Quand le train passe à côté de la maison, elle a l'impression de sentir trembler tout le plancher. «Même si je sais que je ne suis pas en Haïti, que ça va passer...»

«Jusqu'ici, je vais très bien»

D'autres témoins semblent toutefois s'en tirer un peu mieux. Ou moins mal. C'est le cas de Richard Mimeau, le directeur général d'Union Montréal, qui était à Port-au-Prince pour donner une formation au personnel politique haïtien. Immédiatement après le séisme, il s'est improvisé médecin avec d'autres survivants. Toute la nuit, il a travaillé d'arrache-pied. Et malgré les crânes fendus, les jambes déchiquetées et ces deux Haïtiennes qui sont littéralement mortes dans ses bras, il dit aller très bien. «Jusqu'ici, je vais très bien. On dirait que mon cerveau a tout mis en place, dit-il. Peut-être que je suis fait comme ça.» Malgré tout, il avoue réagir quand craque son plancher. «J'ai une réaction, mon corps bouge, comme un réflexe de protection.» Et il se dit aussi moins patient, moins tolérant, disons, devant le «chialage» des gens. «On prend conscience à quel point on est bien, ici...»

L'entrepreneur Martin Turgeon était lui aussi en Haïti, à l'hôtel Montana, et a survécu miraculeusement au séisme. Au dire de sa conjointe, Nancy Savage, il va lui aussi pour le mieux. Le séisme, «ce n'est même plus un sujet de conversation», dit-elle.
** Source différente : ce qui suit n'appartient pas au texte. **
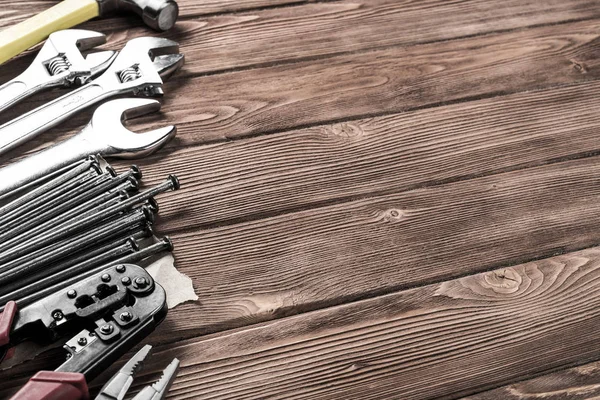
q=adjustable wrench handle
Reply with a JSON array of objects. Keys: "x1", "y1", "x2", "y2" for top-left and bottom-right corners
[
  {"x1": 0, "y1": 82, "x2": 110, "y2": 154},
  {"x1": 0, "y1": 79, "x2": 35, "y2": 112},
  {"x1": 0, "y1": 126, "x2": 108, "y2": 196}
]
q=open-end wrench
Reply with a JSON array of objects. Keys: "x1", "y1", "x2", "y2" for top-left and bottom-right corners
[
  {"x1": 0, "y1": 37, "x2": 184, "y2": 154},
  {"x1": 0, "y1": 98, "x2": 177, "y2": 195},
  {"x1": 0, "y1": 29, "x2": 116, "y2": 111}
]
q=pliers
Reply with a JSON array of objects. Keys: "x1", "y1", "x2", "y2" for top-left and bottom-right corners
[
  {"x1": 13, "y1": 345, "x2": 179, "y2": 400},
  {"x1": 96, "y1": 345, "x2": 179, "y2": 400}
]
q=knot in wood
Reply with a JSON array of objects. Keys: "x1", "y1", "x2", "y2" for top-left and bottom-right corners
[
  {"x1": 327, "y1": 122, "x2": 365, "y2": 142},
  {"x1": 381, "y1": 208, "x2": 404, "y2": 223},
  {"x1": 571, "y1": 60, "x2": 588, "y2": 74},
  {"x1": 484, "y1": 268, "x2": 523, "y2": 293}
]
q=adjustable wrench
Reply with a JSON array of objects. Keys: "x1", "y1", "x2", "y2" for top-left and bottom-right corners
[
  {"x1": 0, "y1": 98, "x2": 177, "y2": 195},
  {"x1": 0, "y1": 37, "x2": 184, "y2": 154},
  {"x1": 0, "y1": 29, "x2": 117, "y2": 111}
]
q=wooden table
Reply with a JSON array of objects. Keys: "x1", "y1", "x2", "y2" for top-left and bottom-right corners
[{"x1": 0, "y1": 0, "x2": 600, "y2": 400}]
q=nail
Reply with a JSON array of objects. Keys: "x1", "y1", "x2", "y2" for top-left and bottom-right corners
[{"x1": 0, "y1": 175, "x2": 179, "y2": 263}]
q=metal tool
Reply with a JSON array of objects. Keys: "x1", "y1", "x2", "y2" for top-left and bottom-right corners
[
  {"x1": 0, "y1": 97, "x2": 177, "y2": 195},
  {"x1": 0, "y1": 264, "x2": 167, "y2": 400},
  {"x1": 0, "y1": 0, "x2": 179, "y2": 64},
  {"x1": 7, "y1": 236, "x2": 173, "y2": 311},
  {"x1": 96, "y1": 344, "x2": 179, "y2": 400},
  {"x1": 0, "y1": 37, "x2": 184, "y2": 156},
  {"x1": 0, "y1": 175, "x2": 180, "y2": 263},
  {"x1": 0, "y1": 29, "x2": 117, "y2": 111}
]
Il a tout de suite recommencé à travailler. «Quand on est beaucoup dans l'action, peut-être qu'on est plus résilient.» Seul changement «subtil»: une certaine intolérance, lui aussi, aux détails insignifiants de la vie. La télécommande ne marche plus? On change les piles, là, tout de suite, dit-elle. «On dirait qu'il a un sentiment d'urgence: je règle tout de suite ce que je peux régler.»

Vrai, certains se réfugient ainsi dans l'action. C'est leur mécanisme de défense. Mais la psychologue Marie-Claude Argant-Le Clair ne serait pas surprise de voir apparaître, à plus ou moins long terme, divers troubles psychosomatiques (insomnie, maux de ventre ou de dents) chez certains survivants. «Parce que la puissance de ce qui vient de se passer n'est pas intégrable, dit-elle. Le choc est tellement violent, il va falloir trouver un moyen de l'évacuer.»

Tout dépend de la personne, de son réseau social et de ses facteurs de stress, ajoute le psychologue Hans Fleury, qui forme quant à lui des psychologues qui pourraient devoir partir en Haïti. «Il y a des gens qui passent au travers plus facilement, dit-il. Mais il n'est pas impossible qu'il y ait un contrecoup. Qu'éventuellement, ils aient à faire face à leurs émotions.»